No primeiro eram claras as reservas (diria mesmo, críticas) do CNE sobre os
exames, sobretudo no 4º ano. Já no segundo a posição torna-se ambígua!
Roberto
Carneiro, Sérgio Niza, Ana Maria Bettencourt e Maria Emília Brederode,
reconhecidos especialistas em Ciências da Educação, em entrevistas recentes ao
Jornal de Letras[3],
dão conta das suas posições quanto aos exames nacionais. O primeiro sublinha
que “um Ministério que confia nas suas
escolas não anseia por impor avaliações exteriores ao próprio sistema; por
contraste, o Ministério que sistematicamente desconfia das escolas e dos
professores, e que revela inapetência para o gerir melhor, apressa-se em
polvilhar o sistema de controlos externos, através da proliferação de provas de
exames”. Roberto Carneiro lembra que este não é o método seguido por outros
sistemas de educativos que figuram nos melhores lugares internacionais, em
termos de aproveitamento escolar, como revelam as aferições feitas pelo PISA[4]. São os casos, por
exemplo, da Finlândia e da Austrália. No primeiro, os únicos exames nacionais existentes
só ocorrem no final do secundário. No segundo, alguns dos seus estados nem
sequer têm provas nacionais.
Na mesma senda, Sérgio Niza denuncia o
efeito perverso dos exames nacionais. Fala-nos de uma mentalidade examinadora,
que “vem dificultando a passagem à prevalência
de uma avaliação continuada e formadora que sirva o trabalho de aprendizagem
para todos os alunos, em vez do uso de provas de exame para excluir,
contraditoriamente, os que mais precisam do trabalho dos professores para
satisfação do direito legal de terem êxito na sua escolaridade”. Sérgio
Niza denuncia ainda o “extenso e oneroso
mercado de explicações, a chamada escola sombra” despertado e alimentado
pelos exames nacionais. Outro tema que daria pano para mangas!
Ana Maria Bettencourt e
Maria Emília Brederode lamentam que a escola portuguesa falhe, “por não ser capaz de diferenciar o ensino e
de ajudar os alunos que encontrem dificuldades nas aprendizagens”. Aliás,
disso nos dá conta o mais recente relatório do PISA[5]. Desaprovam os exames
nacionais, por considera-los sancionadores e selectivos, defendendo, antes, as
provas de aferição, pelo seu carácter diagnóstico e formativo, para
aperfeiçoamento das aprendizagens.
Termino destacando algumas das recomendações
feitas por estes especialistas, para a melhoria da avaliação e das
aprendizagens dos alunos. São elas: dar maior autonomia às escolas na
organização do trabalho, das equipas, das turmas e dos apoios aos alunos;
reconhecer no professor um agente central e decisivo no processo de
ensino-aprendizagem e nas reformas educativas, devendo, por isso, ser
respeitado e valorizado, e apostar na formação docente.

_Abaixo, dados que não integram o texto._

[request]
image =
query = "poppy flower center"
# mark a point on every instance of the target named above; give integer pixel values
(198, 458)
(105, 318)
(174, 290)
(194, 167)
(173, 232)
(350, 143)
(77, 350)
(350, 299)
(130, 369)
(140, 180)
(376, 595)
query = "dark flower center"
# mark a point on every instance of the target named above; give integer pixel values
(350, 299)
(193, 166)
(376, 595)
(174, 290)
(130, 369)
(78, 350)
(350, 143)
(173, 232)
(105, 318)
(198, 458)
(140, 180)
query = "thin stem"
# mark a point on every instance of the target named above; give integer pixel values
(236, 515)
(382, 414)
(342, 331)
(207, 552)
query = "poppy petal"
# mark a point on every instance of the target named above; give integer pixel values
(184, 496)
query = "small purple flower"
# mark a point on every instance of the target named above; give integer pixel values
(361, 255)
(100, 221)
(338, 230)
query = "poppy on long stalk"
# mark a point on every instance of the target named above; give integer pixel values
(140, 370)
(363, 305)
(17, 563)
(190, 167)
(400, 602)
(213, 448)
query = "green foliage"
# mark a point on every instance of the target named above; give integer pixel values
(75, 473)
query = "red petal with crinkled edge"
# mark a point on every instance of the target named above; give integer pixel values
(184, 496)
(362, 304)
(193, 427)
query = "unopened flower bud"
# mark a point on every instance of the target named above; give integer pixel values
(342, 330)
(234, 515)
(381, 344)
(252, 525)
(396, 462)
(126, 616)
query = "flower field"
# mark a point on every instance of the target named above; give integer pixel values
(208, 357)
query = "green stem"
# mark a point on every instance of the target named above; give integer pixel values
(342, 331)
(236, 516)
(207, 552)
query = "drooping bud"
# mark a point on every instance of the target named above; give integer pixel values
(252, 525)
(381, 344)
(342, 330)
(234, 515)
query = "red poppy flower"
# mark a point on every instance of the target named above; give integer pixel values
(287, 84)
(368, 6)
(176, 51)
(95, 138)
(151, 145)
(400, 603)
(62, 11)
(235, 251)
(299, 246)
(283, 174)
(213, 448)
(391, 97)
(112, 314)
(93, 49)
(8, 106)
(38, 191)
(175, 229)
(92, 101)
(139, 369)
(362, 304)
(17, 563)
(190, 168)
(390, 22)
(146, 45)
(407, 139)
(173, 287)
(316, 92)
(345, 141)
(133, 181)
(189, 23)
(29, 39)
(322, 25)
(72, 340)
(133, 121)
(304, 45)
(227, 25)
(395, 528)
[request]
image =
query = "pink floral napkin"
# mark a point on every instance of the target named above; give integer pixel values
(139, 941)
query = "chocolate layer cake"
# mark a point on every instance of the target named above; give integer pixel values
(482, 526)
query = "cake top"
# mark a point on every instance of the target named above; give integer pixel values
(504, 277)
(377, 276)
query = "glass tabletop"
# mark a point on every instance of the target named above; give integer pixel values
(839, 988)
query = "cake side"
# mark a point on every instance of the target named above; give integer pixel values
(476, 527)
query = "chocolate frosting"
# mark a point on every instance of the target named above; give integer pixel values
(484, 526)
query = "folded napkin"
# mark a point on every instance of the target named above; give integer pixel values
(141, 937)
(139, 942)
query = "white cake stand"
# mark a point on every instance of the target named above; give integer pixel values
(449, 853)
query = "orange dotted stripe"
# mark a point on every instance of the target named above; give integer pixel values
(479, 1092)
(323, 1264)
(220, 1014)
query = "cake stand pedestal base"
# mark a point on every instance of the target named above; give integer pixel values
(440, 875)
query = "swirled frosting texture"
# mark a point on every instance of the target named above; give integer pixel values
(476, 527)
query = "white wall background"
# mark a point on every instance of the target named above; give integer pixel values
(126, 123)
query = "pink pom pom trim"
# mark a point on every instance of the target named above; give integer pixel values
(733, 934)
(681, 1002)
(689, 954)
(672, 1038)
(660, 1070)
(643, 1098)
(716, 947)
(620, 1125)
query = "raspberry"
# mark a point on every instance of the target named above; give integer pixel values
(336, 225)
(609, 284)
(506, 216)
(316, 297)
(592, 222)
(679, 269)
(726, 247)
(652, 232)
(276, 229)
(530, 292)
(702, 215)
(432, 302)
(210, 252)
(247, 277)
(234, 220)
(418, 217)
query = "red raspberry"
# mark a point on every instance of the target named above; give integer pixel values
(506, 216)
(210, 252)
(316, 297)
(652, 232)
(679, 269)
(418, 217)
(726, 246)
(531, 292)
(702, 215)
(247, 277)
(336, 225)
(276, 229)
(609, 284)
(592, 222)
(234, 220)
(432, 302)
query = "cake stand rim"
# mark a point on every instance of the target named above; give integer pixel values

[1] CNE (2015). Recomendação – Retenção escolar nos
Ensinos Básico e Secundário. Fevereiro.
[2] CNE (2016). Parecer – Avaliação das Aprendizagens e
Realização de Provas Finais no Ensino Básico. Janeiro.

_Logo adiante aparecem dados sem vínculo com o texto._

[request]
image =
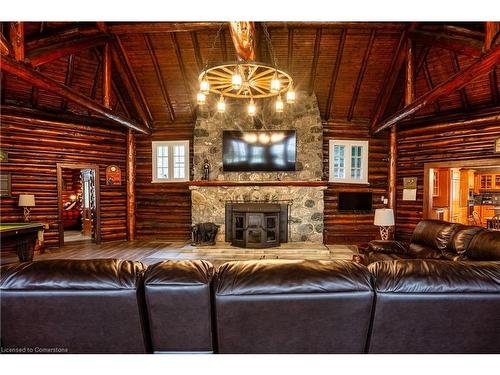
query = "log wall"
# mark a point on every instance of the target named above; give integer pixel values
(342, 228)
(34, 148)
(163, 209)
(434, 142)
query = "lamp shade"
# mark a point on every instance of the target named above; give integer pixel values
(26, 200)
(384, 217)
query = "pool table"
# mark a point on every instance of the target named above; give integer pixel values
(22, 237)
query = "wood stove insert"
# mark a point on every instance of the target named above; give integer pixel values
(256, 225)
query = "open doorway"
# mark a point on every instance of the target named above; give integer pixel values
(466, 192)
(78, 203)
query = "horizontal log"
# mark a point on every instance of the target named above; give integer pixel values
(39, 80)
(458, 80)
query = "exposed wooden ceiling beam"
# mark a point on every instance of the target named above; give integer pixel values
(124, 69)
(197, 52)
(483, 66)
(180, 61)
(168, 27)
(493, 87)
(59, 35)
(456, 68)
(430, 85)
(290, 51)
(459, 44)
(31, 76)
(314, 65)
(68, 80)
(53, 52)
(361, 74)
(159, 77)
(5, 47)
(17, 40)
(492, 36)
(335, 73)
(391, 78)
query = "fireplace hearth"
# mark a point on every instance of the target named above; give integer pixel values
(256, 225)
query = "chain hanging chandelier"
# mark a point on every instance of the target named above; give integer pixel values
(245, 79)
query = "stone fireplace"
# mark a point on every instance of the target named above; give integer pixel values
(301, 191)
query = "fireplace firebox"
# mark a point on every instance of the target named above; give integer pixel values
(256, 225)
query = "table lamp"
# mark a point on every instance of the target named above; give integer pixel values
(384, 218)
(26, 201)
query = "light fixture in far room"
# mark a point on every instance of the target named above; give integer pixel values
(251, 109)
(279, 105)
(26, 201)
(221, 105)
(384, 219)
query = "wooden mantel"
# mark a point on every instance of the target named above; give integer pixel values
(257, 183)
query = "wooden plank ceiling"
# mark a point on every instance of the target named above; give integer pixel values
(345, 64)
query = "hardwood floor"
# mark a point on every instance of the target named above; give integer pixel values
(153, 251)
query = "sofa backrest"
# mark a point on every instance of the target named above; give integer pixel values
(432, 235)
(178, 299)
(429, 306)
(292, 307)
(484, 246)
(73, 306)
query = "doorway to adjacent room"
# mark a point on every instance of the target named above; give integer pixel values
(78, 203)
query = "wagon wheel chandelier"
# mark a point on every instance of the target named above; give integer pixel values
(245, 79)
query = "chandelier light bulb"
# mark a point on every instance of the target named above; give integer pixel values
(201, 98)
(279, 105)
(275, 83)
(290, 96)
(236, 80)
(221, 105)
(252, 109)
(204, 86)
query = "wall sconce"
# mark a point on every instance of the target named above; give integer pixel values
(26, 201)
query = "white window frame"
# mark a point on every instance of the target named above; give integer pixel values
(170, 145)
(348, 143)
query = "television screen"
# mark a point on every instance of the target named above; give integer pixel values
(259, 151)
(355, 202)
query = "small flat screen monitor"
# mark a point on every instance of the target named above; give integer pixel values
(259, 151)
(355, 202)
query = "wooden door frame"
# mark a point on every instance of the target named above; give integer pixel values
(469, 163)
(95, 167)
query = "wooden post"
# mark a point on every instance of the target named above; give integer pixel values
(131, 149)
(106, 75)
(17, 39)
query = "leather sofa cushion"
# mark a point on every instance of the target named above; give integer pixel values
(434, 276)
(484, 246)
(293, 307)
(62, 274)
(179, 305)
(432, 234)
(290, 276)
(462, 238)
(432, 306)
(74, 306)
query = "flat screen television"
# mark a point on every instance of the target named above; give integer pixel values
(355, 202)
(259, 151)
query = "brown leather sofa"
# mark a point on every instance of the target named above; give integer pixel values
(113, 306)
(434, 239)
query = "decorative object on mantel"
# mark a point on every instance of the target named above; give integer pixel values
(409, 188)
(203, 234)
(384, 218)
(245, 79)
(26, 201)
(113, 175)
(206, 170)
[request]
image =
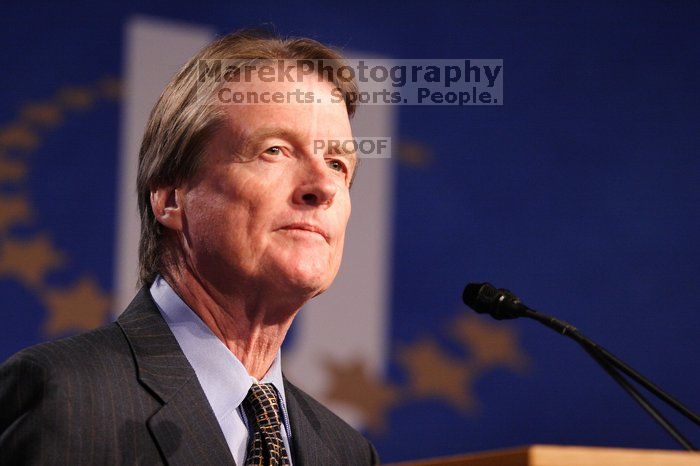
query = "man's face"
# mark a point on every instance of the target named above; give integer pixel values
(267, 211)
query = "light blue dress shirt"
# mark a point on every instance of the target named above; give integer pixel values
(223, 377)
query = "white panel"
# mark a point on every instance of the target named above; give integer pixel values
(154, 51)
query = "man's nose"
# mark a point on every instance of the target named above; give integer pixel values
(317, 186)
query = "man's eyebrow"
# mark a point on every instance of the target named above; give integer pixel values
(259, 135)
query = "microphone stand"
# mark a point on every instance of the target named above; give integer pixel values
(613, 366)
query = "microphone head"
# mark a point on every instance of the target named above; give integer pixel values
(485, 298)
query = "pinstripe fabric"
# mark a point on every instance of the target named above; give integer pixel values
(125, 394)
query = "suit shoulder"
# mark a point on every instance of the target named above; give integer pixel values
(86, 352)
(335, 427)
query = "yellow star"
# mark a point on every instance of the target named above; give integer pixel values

[3] JL, Nº1183 – Ano XXXV – 3 a 16 de Fevereiro de 2016.
[4] O PISA (Programme for International Student
Assessment) é uma rede
mundial de avaliação de desempenho escolar, coordenado pela OCDE, com vista a
melhorar as políticas e resultados educacionais.
[5] OECD/PISA (2016).
Low Performing
Students: Why they fall behind and how to help them succeed. February.